Wheaton College will no longer renew its students' health insurance, which expires Friday, after a federal appeals court denied its temporary exemption from Obamacare's contraceptive mandate.
The cancelling of the health insurance will affect about a quarter of the college's 3,000 students, who will have to find other insurance plans for themselves, Chicago Tribune reports.
The college's decision was announced to the student body on July 10. Paul Chelsen, vice president of student development, said that while he was heartbroken about how people are affected by the decision, the issue the school was facing was not just about student health insurance.
"If we don't win this case, the implications down the road in terms of what the government will tell us what we can and cannot do will be potentially more significant," Chelsen said in a livestream student information session.
Wheaton College, an evangelical Christian liberal arts college, filed a case against the U.S. Department of Health and Human Services on grounds of religious objection to Obamacare's emergency contraception coverage. The college requested a temporary religious exemption to the contraceptive mandate while the case is still pending in court, but the request was denied early this month.

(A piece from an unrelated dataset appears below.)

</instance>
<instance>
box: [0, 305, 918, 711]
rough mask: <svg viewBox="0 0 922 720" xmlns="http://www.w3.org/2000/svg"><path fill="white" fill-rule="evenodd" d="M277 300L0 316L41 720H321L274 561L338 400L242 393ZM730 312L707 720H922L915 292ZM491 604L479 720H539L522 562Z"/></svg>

Many faith-based organizations are opposing the contraceptive mandate stipulated within Obamacare, saying it is an attack on their religious freedom. Obamacare's emergency contraceptive coverage includes morning after pills, intrauterine devices and other forms of contraception, particularly those that prevent a fertilized egg from implanting to the uterine wall, a mechanism that some evangelical Christian groups equate to abortion, according to Chicago Tribune.
Chelsen said Wheaton College is protecting its pending lawsuit against the Department of Health and Human Services.
"The reason protecting that case is so important is because basically what has happened is the government is telling us we have to offer something that we find morally objectionable," he explained.
"The College is considering all of its options and will explore the possibility of again offering a student health insurance plan in the future if circumstances allow us to do so in good conscience," Chelsen said, according to Campus Reform.